I do not want to introduce new doctrine, and I also know that God has provided the Bible for our benefit. Trust rightly placed in the Bible is faith that what God gives is enough. God even gives us whole literary traditions beyond the Bible, including the writings of non-Christian authors. If the Holy Spirit’s guidance is enough, then we could theoretically learn about God through any written thing — in theory. However, I am not writing about literary criticism, I am writing about God being very practically enough.
Sometimes people become Christians through books and they do not have the aid of Christian community. I once met a man who learned English by reading the Bible and he and his wife were saved from a vicious cult because they stuck to the Bible and held to the guidance of the Holy Spirit. We need good Christian fellowship, but sometimes God deprives us even of things that we need. In my conversations with him, I tried to encourage the man to seek Christian community, but he will do better if he follows the guidance of the Holy Spirit ahead of my advice.
What if you have a new Christian in front of you and you have only one hour to teach the essentials of the Christian life? Let us say that this person will have to face every sort of physical and psychological torture for many years after you are done. Now also forget that you have ever read an apologetics book or even finished elementary school. If the Holy Spirit is not wise and powerful enough to preserve your crash course student, then no further training will help. Considering the numbers of people who essentially lose their faith in seminary, education is no life of God in the inner being.
As for myself, I have read the Bible eleven times in my life (and portions of it many more than eleven times), and I have even gotten relatively thorough instruction in how to understand the Bible. I have quality fellowship in abundance. I have practically experienced God’s provision through various trials in my own life and even learned how to deal with things I have never experienced. (It sometimes pays to be a bookworm.) Even so, I have cursed God more bitterly and uttered more unspeakable things against him after all of this than before.

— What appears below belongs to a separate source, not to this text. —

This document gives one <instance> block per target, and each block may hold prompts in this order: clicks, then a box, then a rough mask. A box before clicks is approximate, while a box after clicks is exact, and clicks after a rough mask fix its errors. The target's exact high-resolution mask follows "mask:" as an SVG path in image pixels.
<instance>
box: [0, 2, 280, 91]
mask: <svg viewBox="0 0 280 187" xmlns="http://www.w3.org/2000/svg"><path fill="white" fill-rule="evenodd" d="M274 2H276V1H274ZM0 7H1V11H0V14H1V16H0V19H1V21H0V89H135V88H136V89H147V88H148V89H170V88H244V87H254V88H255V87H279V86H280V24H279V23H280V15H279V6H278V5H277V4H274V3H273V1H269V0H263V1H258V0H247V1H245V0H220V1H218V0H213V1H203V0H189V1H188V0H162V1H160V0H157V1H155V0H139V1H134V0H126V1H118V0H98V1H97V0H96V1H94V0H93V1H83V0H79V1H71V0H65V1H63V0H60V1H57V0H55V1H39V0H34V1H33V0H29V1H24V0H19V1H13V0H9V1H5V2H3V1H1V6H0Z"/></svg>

If the Holy Spirit is not able to keep you to the very end, then I do not know who is.
There is a great deal of talk about what the Holy Spirit does and does not do today, and if he still does it, under what conditions he might do it and where. If a rhinoceros sings opera and dances lightly on your head — all without causing you the least bit of pain — the improbability of the thing in no way cancels the fact of its happening. They say that the Holy Spirit does not do miracles today or that certain spiritual gifts have expired. They say that the Bible is God’s primary way of speaking to people today and there is not new prophetic revelation beyond what it contains. All I can say is that we have to attend to the Holy Spirit’s work in our lives and allow him to do what he wants to do in us and around us. What we do to the Holy Spirit we do to God. He is God.
The Bible is the word of God, and the words on monuments of fallen empires are the words of dead things that will never rise again. People wiser and more experienced in the Spirit than I am can say more about the way he works, but if his work here and now is not a fact, then theology is a dead profession.